I would nest this done inside CUSPARSE #if/#endif
since we only support both set, or former set only

444

move this end to end of file, so we have nested definitions

mlir/test/Conversion/GPUCommon/2To4Sparsity/lit.local.cfg
2

not needed, we are not running this, just lowering

mlir/test/Conversion/GPUCommon/2To4Sparsity/lower-2to4-sparse-to-gpu-runtime-calls.mlir
2

don't introduce a new 2To4Sparsity directory, simply move this test file up to the same level as e.g. lower-sparse-to-gpu-runtime-calls.mlir

K-Wu marked 6 inline comments as done.Jun 6 2023, 1:06 PM
K-Wu updated this revision to Diff 529002.Jun 6 2023, 1:07 PM

fixing bazel errors and addressing comments

K-Wu updated this revision to Diff 529003.Jun 6 2023, 1:09 PM

rebase origin/main

K-Wu updated this revision to Diff 529005.Jun 6 2023, 1:13 PM

fix compile error; add moved new file

did you forget to add the lowering file to this revision after moving up?

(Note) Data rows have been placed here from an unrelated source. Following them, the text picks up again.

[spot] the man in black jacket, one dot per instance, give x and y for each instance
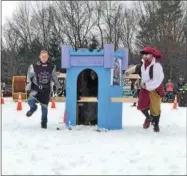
(39, 78)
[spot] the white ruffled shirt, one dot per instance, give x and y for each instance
(158, 75)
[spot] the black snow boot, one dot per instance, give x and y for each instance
(155, 123)
(44, 126)
(148, 119)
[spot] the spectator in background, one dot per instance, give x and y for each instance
(181, 82)
(169, 89)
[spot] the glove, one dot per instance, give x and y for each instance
(142, 85)
(130, 70)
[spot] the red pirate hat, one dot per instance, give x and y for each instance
(147, 50)
(157, 54)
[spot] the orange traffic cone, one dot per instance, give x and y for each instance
(2, 99)
(175, 104)
(19, 105)
(53, 104)
(65, 116)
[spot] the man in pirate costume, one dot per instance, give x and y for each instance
(151, 90)
(39, 85)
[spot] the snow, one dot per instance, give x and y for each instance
(27, 149)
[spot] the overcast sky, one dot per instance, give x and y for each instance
(9, 6)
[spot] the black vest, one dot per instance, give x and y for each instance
(43, 74)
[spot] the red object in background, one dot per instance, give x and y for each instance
(65, 116)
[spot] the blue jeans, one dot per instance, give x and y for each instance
(33, 108)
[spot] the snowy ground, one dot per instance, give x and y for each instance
(28, 149)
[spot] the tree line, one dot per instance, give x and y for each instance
(91, 24)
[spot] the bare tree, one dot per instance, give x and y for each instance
(76, 20)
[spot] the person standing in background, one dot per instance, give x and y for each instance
(39, 85)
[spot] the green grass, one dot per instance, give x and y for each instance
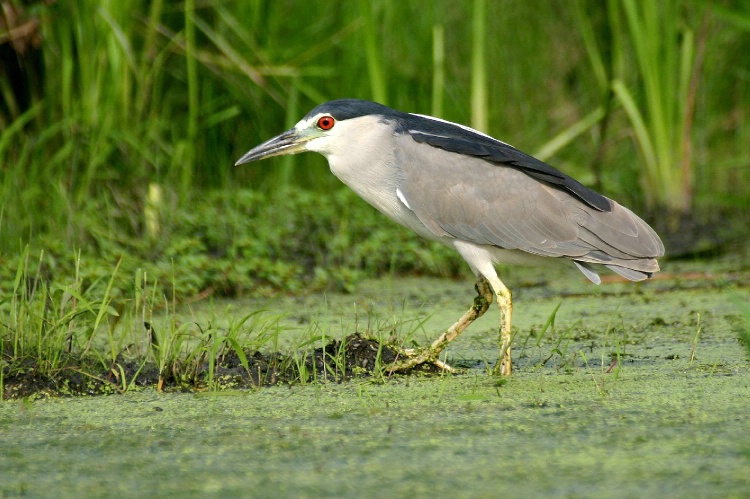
(118, 195)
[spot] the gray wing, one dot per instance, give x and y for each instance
(484, 203)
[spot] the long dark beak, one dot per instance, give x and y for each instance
(289, 142)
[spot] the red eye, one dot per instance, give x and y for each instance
(326, 122)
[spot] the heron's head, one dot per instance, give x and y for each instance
(329, 129)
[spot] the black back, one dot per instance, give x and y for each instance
(454, 138)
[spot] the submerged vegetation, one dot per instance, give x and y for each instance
(120, 123)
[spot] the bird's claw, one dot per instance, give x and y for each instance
(413, 357)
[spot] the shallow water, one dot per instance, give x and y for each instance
(671, 420)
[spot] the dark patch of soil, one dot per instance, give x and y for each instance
(339, 360)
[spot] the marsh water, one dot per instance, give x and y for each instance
(632, 390)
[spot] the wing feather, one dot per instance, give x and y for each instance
(467, 198)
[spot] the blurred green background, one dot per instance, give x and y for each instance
(121, 121)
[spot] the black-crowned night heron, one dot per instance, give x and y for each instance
(478, 195)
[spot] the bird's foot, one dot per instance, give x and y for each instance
(409, 358)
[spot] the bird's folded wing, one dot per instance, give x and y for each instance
(474, 200)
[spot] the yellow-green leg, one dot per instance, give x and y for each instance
(414, 357)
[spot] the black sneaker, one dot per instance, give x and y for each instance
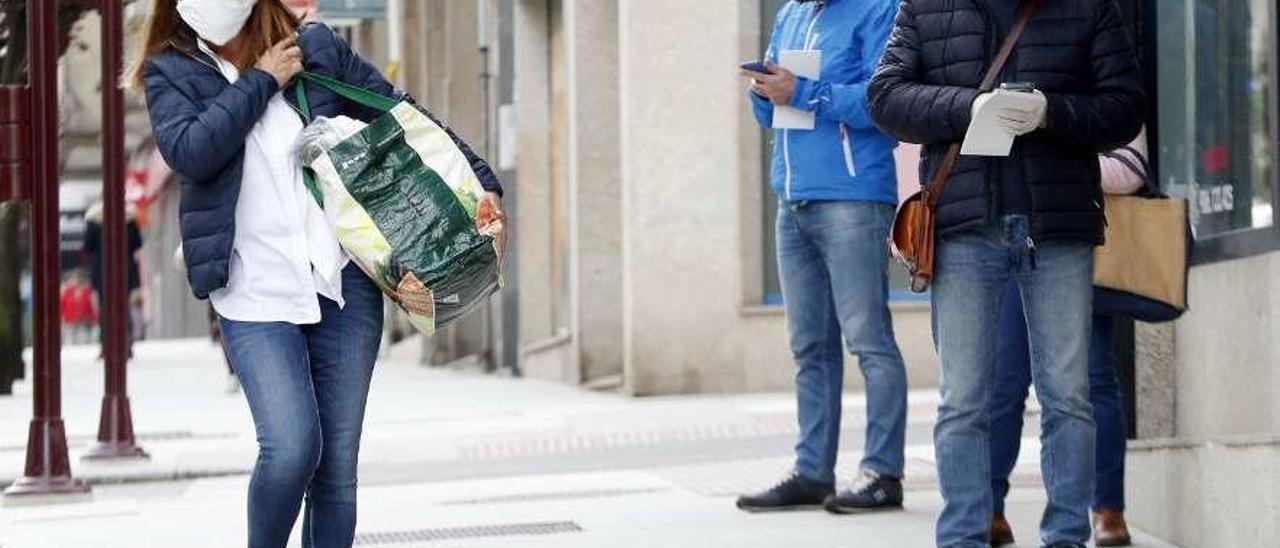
(869, 492)
(796, 492)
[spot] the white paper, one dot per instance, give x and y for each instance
(805, 64)
(986, 137)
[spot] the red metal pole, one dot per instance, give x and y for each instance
(48, 469)
(115, 427)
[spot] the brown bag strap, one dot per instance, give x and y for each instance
(940, 178)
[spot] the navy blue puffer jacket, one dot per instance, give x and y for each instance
(201, 122)
(1077, 51)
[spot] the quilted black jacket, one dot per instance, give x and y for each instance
(201, 122)
(1077, 51)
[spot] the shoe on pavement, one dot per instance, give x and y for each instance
(796, 492)
(869, 492)
(1001, 533)
(1110, 529)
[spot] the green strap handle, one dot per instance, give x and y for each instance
(341, 88)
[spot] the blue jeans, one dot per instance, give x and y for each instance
(833, 263)
(1055, 279)
(1013, 378)
(306, 388)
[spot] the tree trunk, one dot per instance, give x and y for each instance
(10, 300)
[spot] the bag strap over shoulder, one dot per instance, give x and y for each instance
(940, 178)
(341, 88)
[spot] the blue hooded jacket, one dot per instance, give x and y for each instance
(845, 156)
(200, 123)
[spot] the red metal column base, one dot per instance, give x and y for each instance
(115, 433)
(48, 467)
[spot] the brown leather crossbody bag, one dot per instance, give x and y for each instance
(914, 224)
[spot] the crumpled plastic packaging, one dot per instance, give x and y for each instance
(323, 135)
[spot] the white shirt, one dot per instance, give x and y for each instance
(286, 251)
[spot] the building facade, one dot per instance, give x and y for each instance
(1206, 467)
(644, 233)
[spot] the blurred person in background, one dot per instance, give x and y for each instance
(1124, 172)
(1031, 218)
(837, 191)
(78, 309)
(300, 323)
(94, 254)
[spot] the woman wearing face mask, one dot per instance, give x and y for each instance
(301, 325)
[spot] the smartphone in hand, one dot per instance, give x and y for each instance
(755, 67)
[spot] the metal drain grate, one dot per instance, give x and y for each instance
(551, 496)
(478, 531)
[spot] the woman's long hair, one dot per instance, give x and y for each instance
(270, 22)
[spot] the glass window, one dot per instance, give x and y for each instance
(1217, 133)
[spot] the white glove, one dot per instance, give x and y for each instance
(1016, 112)
(1023, 114)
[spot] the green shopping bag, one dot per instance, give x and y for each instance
(402, 200)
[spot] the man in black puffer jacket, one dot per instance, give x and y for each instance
(1032, 217)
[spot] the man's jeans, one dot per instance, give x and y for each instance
(1008, 405)
(833, 261)
(306, 388)
(1055, 279)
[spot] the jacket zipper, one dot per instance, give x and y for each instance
(809, 40)
(846, 142)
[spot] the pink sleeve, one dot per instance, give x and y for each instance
(1118, 178)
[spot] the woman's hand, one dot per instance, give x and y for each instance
(777, 86)
(283, 60)
(492, 220)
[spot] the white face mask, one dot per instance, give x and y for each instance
(216, 21)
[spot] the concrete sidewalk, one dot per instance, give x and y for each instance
(460, 459)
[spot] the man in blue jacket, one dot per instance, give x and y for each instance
(837, 192)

mlir/lib/Conversion/GPUCommon/GPUToLLVMConversion.cpp
818

Also add CreataCooAoS for completeness?
It is deprecated on the lib side, but it still lives as op here

822

Start comments with upper case and end with period

// Print the SpMat defining op.

Here and below a few times

827

a bit strange to return this as string?
Just a bool?

K-Wu updated this revision to Diff 529020.Jun 6 2023, 1:26 PM

fixing compile error

K-Wu updated this revision to Diff 529071.Jun 6 2023, 4:01 PM
K-Wu marked 3 inline comments as done.

addressing comments

K-Wu added a comment.Jun 6 2023, 4:01 PM

Addressed comments

aartbik accepted this revision.Jun 6 2023, 4:10 PM
This revision is now accepted and ready to land.Jun 6 2023, 4:10 PM
This revision was landed with ongoing or failed builds.Jun 6 2023, 4:13 PM
This revision was automatically updated to reflect the committed changes.